ByDAN CHILDS and PEGGY PECKABC News Medical Unit in Collaboration with MedPage Today
December 16, 2009, 7:30 PM

Dec. 16, 2009— -- A U.S. Food and Drug Administration panel's recommendation that some adults with no prior heart problems should take the cholesterol-busting statin Crestor appears to have pitted cardiologists against many primary care physicians over the best use of the popular drug.

At stake in the debate is the health of millions of Americans who, if the recommendation is followed by the FDA, could soon find themselves urged by their doctors to take the drug.

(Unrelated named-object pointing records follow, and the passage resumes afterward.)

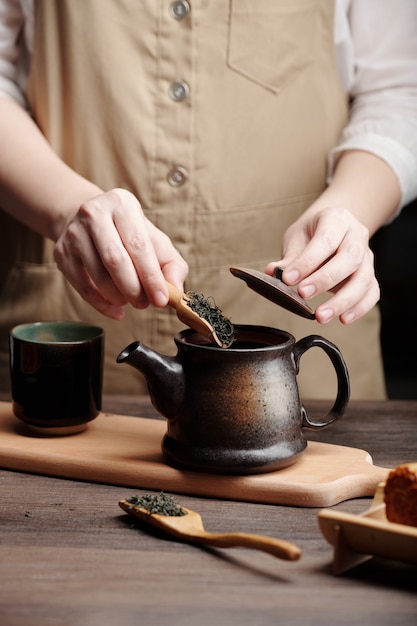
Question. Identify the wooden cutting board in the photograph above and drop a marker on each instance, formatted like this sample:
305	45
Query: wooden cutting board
121	450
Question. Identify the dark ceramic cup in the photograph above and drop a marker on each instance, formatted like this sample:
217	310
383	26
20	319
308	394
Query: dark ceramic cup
56	371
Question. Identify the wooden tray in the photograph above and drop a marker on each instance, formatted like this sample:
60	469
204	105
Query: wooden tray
357	538
121	450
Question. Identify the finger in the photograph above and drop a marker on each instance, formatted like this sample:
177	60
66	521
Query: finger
76	274
352	300
350	256
125	249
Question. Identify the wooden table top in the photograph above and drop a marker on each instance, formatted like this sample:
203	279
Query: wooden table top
69	555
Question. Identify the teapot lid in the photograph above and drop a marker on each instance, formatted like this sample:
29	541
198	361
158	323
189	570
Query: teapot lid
273	288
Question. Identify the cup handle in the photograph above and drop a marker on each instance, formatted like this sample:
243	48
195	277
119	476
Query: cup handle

"If the FDA accepts this recommendation, it will expand the number of Americans eligible for statin therapy by millions," said Dr. Steven Nissen, chair of cardiovascular medicine at the Cleveland Clinic.

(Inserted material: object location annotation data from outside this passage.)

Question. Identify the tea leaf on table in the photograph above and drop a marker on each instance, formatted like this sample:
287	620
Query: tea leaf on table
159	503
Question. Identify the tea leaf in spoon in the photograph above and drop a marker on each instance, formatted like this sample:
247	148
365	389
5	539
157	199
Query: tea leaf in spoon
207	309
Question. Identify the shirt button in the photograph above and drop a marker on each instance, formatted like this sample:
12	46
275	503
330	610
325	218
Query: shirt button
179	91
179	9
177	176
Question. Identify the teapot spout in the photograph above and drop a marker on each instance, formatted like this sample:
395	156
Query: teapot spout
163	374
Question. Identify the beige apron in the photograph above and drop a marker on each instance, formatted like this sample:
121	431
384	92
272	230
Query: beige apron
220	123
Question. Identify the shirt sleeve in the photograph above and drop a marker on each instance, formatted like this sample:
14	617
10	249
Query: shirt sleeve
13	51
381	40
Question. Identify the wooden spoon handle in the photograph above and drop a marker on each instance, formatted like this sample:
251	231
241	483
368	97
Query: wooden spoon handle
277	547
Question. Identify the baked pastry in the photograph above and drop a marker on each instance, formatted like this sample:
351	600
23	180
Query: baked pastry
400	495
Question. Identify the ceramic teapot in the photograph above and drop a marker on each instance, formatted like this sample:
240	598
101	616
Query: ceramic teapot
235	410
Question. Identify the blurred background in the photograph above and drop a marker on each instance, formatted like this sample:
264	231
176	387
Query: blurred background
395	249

A number of cardiologists voiced their support of the idea that the drug should be given to men age 50 or older and women age 60 or older who have LDL cholesterol levels of less than 130 mg/L and triglycerides of less than 500 mg/L if the patient also had an elevated blood level of an inflammation marker known as C-reactive protein, or CRP.

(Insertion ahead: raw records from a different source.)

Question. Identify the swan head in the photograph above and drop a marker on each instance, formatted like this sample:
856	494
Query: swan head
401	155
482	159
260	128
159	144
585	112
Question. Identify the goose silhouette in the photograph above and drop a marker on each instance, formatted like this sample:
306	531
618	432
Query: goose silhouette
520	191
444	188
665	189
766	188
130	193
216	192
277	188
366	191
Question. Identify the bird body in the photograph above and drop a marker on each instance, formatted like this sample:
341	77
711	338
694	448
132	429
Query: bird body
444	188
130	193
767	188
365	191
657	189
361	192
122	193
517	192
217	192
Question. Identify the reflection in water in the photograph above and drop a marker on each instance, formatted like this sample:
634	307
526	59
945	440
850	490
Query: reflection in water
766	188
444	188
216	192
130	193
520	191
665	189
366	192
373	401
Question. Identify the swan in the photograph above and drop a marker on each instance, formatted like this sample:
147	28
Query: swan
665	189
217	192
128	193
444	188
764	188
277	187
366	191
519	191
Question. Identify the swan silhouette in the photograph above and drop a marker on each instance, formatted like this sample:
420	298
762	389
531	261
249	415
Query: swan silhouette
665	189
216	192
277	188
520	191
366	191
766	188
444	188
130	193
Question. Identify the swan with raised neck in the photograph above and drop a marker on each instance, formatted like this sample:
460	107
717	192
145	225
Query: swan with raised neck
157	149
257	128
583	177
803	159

"The FDA correctly saw beyond some of the adverse effects that were rare in this very large group," said Dr. Howard Weintraub, clinical director of the Center for the Prevention of Cardiovascular Disease at New York University. "It will hopefully allow easier access to Crestor and will also motivate physicians to be more aggressive in patients at risk and encourage patients to accept the recommendation of therapy."

Another cardiologist, Dr. Christopher Cannon of Brigham and Women's Hospital in Boston, described the recommendation as "outstanding news for people who are at risk but who would not previously known it.

"The treatment can reduce almost in half their risk of a first heart attack or other cardiac event," he said.

Meanwhile, many primary care doctors were far from enthused.

"I disagree completely with this recommendation," said Dr. Lee Green, a primary care doctor at the Department of Family Medicine at the University of Michigan in Ann Arbor. "I don't think that the FDA recommendation is ready for prime time, and extending it would most certainly be bad science and bad patient care."